There are some cases in which the order of fragments doesn't matter. Depth pre-passes are a typical example: the order in which triangles are written to the depth buffer doesn't matter as long as the "front-most" fragments win in the end. Another example are some operations involved in stencil shadows.

Out-of-order rasterization simply means that the "crossbar" does not delay forwarding triangles. Triangles are instead forwarded immediately, which means that they can be rasterized out-of-order. With the in-progress patches, the driver recognizes cases where this optimization can be enabled safely.

By the way #1: From this explanation, you can immediately deduce that this feature only affects GPUs with multiple SEs. So integrated GPUs are not affected, for example.

By the way #2: Out-of-order rasterization is entirely disabled by setting R600_DEBUG=nooutoforder.

Why the configuration options?

There are some cases where the order of fragments almost doesn't matter. It turns out that the most common and basic type of rendering is one of these cases. This is when you're drawing triangles without blending and with a standard depth function like LEQUAL with depth writes enabled. Basically, this is what you learn to do in every first 3D programming tutorial.

In this case, the order of fragments is mostly irrelevant because of the depth test. However, it might happen that two triangles have the exact same depth value, and then the order matters. This is very unlikely in common scenes though. Setting the option radeonsi_assume_no_z_fights=true makes the driver assume that it indeed never happens, which means out-of-order rasterization can be enabled in the most common rendering mode!

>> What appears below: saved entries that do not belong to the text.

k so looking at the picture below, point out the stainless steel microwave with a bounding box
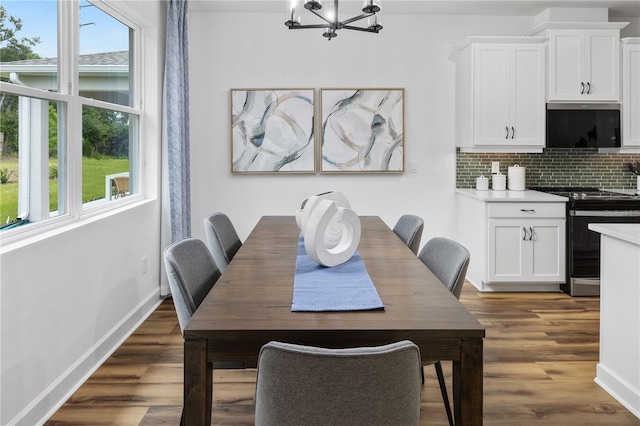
[546,103,621,148]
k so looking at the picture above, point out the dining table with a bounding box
[182,215,485,425]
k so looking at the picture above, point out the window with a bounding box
[0,0,141,233]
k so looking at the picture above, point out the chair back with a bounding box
[393,214,424,255]
[418,237,470,299]
[112,176,129,198]
[255,340,422,426]
[164,238,221,332]
[203,212,242,273]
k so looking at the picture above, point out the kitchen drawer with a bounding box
[488,202,566,218]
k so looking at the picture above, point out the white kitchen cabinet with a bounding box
[548,29,621,102]
[457,190,567,292]
[488,218,565,282]
[622,38,640,150]
[454,37,545,153]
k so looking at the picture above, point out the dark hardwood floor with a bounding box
[46,284,640,425]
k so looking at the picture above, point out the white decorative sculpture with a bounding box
[298,191,361,267]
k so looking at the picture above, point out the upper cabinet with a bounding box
[622,38,640,150]
[454,37,546,153]
[548,29,621,101]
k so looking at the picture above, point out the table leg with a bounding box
[453,338,483,425]
[184,340,212,426]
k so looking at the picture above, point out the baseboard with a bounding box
[480,282,561,292]
[467,277,560,292]
[595,364,640,419]
[8,289,163,426]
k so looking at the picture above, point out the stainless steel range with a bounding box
[531,187,640,296]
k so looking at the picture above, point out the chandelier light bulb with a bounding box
[368,13,382,30]
[304,0,323,11]
[286,1,301,26]
[362,0,380,13]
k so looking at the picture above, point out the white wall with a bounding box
[0,1,165,424]
[188,12,539,244]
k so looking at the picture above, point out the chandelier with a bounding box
[285,0,383,41]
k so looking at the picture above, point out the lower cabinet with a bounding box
[457,191,567,292]
[488,219,565,282]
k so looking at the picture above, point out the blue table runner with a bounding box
[291,238,385,312]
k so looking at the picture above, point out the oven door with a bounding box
[569,210,640,296]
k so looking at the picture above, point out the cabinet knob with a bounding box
[511,127,515,139]
[505,126,509,139]
[520,209,536,213]
[587,82,591,94]
[529,226,533,241]
[581,82,585,94]
[522,227,528,240]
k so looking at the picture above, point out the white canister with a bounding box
[476,175,489,191]
[637,176,640,195]
[492,173,506,191]
[508,165,526,191]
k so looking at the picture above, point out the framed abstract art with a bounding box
[231,88,315,173]
[320,88,404,173]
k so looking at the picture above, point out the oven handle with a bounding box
[571,210,640,217]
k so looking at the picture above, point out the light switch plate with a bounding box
[491,161,500,173]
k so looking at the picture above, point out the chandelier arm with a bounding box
[309,8,334,25]
[340,12,374,26]
[289,24,331,29]
[341,25,379,33]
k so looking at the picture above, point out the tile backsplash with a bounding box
[456,148,640,189]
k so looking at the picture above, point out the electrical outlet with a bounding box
[141,256,148,275]
[491,161,500,174]
[410,161,418,173]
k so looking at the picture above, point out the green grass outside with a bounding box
[0,157,129,223]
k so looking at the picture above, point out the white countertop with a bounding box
[588,223,640,246]
[456,188,569,202]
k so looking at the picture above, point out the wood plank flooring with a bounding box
[46,284,640,425]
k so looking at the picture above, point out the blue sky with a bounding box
[2,0,129,59]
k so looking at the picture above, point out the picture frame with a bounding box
[231,88,316,173]
[320,88,404,173]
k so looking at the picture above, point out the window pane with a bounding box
[0,0,58,91]
[82,105,137,205]
[0,92,65,229]
[79,1,133,107]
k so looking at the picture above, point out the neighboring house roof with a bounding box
[0,51,129,66]
[0,51,130,96]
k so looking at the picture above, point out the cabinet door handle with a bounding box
[587,82,591,94]
[581,82,585,94]
[522,227,528,241]
[505,126,509,139]
[520,209,535,213]
[511,126,515,139]
[529,226,534,241]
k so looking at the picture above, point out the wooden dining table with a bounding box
[182,215,485,425]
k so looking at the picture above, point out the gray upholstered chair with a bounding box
[164,237,220,332]
[255,340,422,426]
[203,212,242,273]
[418,236,471,426]
[392,214,424,255]
[164,237,245,423]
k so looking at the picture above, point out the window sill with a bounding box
[0,196,155,254]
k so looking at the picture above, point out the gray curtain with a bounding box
[161,0,190,295]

Some other cases occur with blending. Some blending modes (though not the most common ones) are commutative in the sense that from a purely mathematical point of view, the end result of blending two triangles together is the same no matter which order they're blended in. Unfortunately, additive blending (which is one of those modes) involves floating point numbers in a way where changing the order of operations can lead to different rounding, which leads to subtly different results. Using out-of-order rasterization would break some of the guarantees the driver has to give for OpenGL conformance.

The option radeonsi_commutative_blend_add=true tells the driver that you don't care about these subtle errors and will lead to out-of-order rasterization being used in some additional cases (though again, those cases are rarer, and many games probably don't encounter them at all).

tl;dr

Out-of-order rasterization can give a very minor boost on multi-shader engine VI+ GPUs (meaning dGPUs, basically) in many games by default. In most games, you should be able to set radeonsi_assume_no_z_fights=true and radeonsi_commutative_blend_add=true to get an additional very minor boost. Those options aren't enabled by default because they can lead to incorrect results.